The other player that most came to see was day two projected safety Justin Evans. At the combine, he did not work out but after I searched and searched, I couldn't find out why. A few scouts told me that a right quad issue was what kept him out of the end of the Senior Bowl and was more than likely the issue for Evans in Indianapolis. It was clearly still bothering him at the end of his position drills, which seemed to be cut short for that reason. But, he did get his testing done and posted an outstanding 41-inch vertical jump. I don't know how many universities had three players with 40 inch vertical jumps, but A&M did (Garrett, Noil and Evans).

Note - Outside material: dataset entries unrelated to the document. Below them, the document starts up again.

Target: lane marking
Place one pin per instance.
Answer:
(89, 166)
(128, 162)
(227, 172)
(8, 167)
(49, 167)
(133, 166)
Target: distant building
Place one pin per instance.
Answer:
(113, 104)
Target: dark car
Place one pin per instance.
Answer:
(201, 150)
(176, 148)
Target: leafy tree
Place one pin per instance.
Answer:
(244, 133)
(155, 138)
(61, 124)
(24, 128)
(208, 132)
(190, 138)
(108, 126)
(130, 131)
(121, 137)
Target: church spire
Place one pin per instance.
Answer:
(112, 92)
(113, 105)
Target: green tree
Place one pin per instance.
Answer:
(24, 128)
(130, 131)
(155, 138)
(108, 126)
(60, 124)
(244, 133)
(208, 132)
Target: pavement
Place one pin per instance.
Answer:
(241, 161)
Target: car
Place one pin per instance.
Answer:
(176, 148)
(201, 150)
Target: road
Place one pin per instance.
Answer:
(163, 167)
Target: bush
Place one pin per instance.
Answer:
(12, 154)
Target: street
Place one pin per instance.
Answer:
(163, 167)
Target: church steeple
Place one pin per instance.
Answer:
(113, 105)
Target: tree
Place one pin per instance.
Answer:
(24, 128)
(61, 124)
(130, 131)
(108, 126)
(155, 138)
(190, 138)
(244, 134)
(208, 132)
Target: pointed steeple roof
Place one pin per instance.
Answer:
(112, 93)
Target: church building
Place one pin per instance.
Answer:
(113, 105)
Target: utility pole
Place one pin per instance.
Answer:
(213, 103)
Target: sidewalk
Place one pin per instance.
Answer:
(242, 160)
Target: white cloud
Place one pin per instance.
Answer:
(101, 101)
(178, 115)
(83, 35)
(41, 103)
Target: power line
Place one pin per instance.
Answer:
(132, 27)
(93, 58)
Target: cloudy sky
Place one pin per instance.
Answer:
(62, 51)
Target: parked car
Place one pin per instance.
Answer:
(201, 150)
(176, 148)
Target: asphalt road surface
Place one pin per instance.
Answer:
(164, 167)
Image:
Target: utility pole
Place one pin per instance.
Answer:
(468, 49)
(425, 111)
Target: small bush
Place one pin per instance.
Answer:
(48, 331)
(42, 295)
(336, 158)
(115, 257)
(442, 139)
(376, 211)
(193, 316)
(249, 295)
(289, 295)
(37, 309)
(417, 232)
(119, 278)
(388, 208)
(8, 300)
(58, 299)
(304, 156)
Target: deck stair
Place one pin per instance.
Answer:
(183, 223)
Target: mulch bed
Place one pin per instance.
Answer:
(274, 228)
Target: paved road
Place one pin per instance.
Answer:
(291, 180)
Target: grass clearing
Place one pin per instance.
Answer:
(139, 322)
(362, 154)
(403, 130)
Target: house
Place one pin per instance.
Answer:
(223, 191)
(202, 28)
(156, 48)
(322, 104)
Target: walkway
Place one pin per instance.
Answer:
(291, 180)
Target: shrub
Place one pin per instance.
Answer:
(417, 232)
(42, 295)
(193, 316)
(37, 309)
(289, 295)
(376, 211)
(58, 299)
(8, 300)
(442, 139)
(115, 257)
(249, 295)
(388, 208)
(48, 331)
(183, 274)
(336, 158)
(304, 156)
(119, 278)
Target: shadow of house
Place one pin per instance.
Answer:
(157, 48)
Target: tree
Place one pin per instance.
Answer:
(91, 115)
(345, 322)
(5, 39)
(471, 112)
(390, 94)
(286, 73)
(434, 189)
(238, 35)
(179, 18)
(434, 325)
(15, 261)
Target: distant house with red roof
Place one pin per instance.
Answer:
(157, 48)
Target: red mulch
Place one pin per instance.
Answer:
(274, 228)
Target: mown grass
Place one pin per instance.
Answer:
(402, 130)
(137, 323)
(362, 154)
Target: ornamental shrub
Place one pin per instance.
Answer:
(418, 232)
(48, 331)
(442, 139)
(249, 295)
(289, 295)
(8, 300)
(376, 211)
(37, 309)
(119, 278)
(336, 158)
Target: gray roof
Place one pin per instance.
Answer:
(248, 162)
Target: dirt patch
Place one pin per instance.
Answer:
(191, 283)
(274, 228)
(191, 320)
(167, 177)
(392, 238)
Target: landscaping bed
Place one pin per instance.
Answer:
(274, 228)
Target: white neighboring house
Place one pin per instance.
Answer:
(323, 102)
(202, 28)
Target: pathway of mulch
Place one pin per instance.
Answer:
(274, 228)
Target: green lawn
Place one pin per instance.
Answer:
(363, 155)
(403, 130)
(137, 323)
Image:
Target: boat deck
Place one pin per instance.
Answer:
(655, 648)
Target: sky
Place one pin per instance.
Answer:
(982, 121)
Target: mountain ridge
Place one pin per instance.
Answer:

When he got to the 40-yard dash though, he ran in the mid 4.5s. When I asked the scouts what times they had on him, they all gave me the same look. A shrug followed by a simple 4.5 and that was that. Considering the fact that nearly every tier 2 safety (notably everyone not named Malik Hooker and Jamal Adams) ran in the mid to low 4.4s, Evans' time was not a cause for concern, but not a reason to put him above the other safeties on that list. Not to mention, there are a number of those safeties that are 210 lb. or above and Evans is only 195 lb. The quad may have been an issue too and I think he plays much faster than his time; that was a mildly heated debate amongst the scouts standing around me watching position drills.
These two will definitely be worth watching on draft weekend, in addition to Garrett, Daeshon Hall and others.